Dianthus is a group of around 300 species, some of which are firm favorites among gardeners as bedding plants. This genus contains annuals, biennials, and perennials, and includes the popular garden ornamentals carnations (D. caryophyllus) and sweet williams (D. barbatus).

The majority of ornamental dianthus grow between 10 and 20 inches and produce wonderfully fragrant flowers from spring to summer, and sometimes to the first frost. They can be found in white, pink, red, and yellow, plus multi-colored varieties! Dianthus plants are great choices for beds and borders and containers. 

#16 Dietes

Dietes are stunning exotic-looking plants that are native to areas of tropical and South Africa. There are only 6 species in the genus, all of which have sword-like foliage and iris-esque flowers with 3 large outer petals. Flowers are white or yellow, and some have violet style branches, yellow markings, and brown speckles. 

These plants are drought-tolerant but will perform well if given a good watering. Plant them in cottage-style, Mediterranean, or rock gardens under full sun conditions for the best results. They also grow well in containers and are particular favorites for city landscaping!

#17 Dogtooth Violet

Dogtooth violets are bulbous perennials that are members of the lily family, Liliaceae. This group has over 20 species that are mostly found in parts of North America with some originating in Eurasia. These lovely native wildflowers like shady areas, making them ideal for woodland margins and shade gardens!  They like moist areas so are great for growing near streams and ponds too. 

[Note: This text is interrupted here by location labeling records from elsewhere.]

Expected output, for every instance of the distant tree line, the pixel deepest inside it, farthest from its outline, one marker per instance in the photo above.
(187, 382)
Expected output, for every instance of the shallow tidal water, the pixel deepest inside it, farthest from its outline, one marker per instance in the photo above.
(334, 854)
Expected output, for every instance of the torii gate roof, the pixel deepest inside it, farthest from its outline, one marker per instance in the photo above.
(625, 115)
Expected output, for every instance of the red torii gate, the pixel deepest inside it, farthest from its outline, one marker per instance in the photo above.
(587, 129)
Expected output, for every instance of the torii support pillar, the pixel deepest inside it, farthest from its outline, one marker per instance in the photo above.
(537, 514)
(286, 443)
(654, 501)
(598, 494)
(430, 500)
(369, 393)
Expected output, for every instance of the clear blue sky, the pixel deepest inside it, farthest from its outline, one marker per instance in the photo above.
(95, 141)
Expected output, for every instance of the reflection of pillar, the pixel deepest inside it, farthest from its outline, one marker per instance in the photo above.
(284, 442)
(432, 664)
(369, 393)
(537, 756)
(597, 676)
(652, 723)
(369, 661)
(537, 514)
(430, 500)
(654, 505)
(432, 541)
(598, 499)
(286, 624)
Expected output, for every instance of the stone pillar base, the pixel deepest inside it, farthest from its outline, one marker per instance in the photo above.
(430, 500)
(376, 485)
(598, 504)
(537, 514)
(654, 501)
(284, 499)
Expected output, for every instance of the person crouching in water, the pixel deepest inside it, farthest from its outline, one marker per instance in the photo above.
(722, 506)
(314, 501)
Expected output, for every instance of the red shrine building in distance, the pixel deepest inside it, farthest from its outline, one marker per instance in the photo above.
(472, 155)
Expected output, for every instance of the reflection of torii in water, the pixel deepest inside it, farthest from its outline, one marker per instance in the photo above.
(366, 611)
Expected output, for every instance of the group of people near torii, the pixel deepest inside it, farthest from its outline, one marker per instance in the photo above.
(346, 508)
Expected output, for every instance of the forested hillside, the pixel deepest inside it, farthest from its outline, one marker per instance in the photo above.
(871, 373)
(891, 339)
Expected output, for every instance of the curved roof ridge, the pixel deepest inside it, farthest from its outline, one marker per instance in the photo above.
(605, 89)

They form colonies easily and come spring, will grace the garden with beautiful nodding flowers that come in hues of yellow and purple. In the US they are important in supporting Andrena miner bees which are essential for the pollination of woodland berries, bulbs, and shrubs. A must-have in any pollinator garden!

#18 Duranta

Durantas are tropical, evergreen shrubs that are often grown as annuals in colder areas. They are native to tropical areas of America and love full sun conditions. These plants flower from summer to fall and have delicate little flowers that grow in clusters on short racemes. 

Flowers are white, purple, or blue, and in the fall transform into beautiful golden berries! For this reason, they are also sometimes referred to as golden dewdrops. They can be grown in containers and as houseplants, but keep an eye on children and pets as these plants are highly toxic. 

#19 Dutchman’s Breeches

These perennial wildflowers are found in North America and are low-growing reaching a maximum height of 6 inches! They are spring bloomers that prefer dappled to partial shade, lending them to woodland margins and shade gardens. 

Their wonderful flowers are said to look like upside-down pantaloons hanging on a washing line, hence their name, Dutchman’s breeches. Their flowers are white or pink with yellow tips and are delicately fragrant! They hang down from arching stems that rise above their dark green foliage.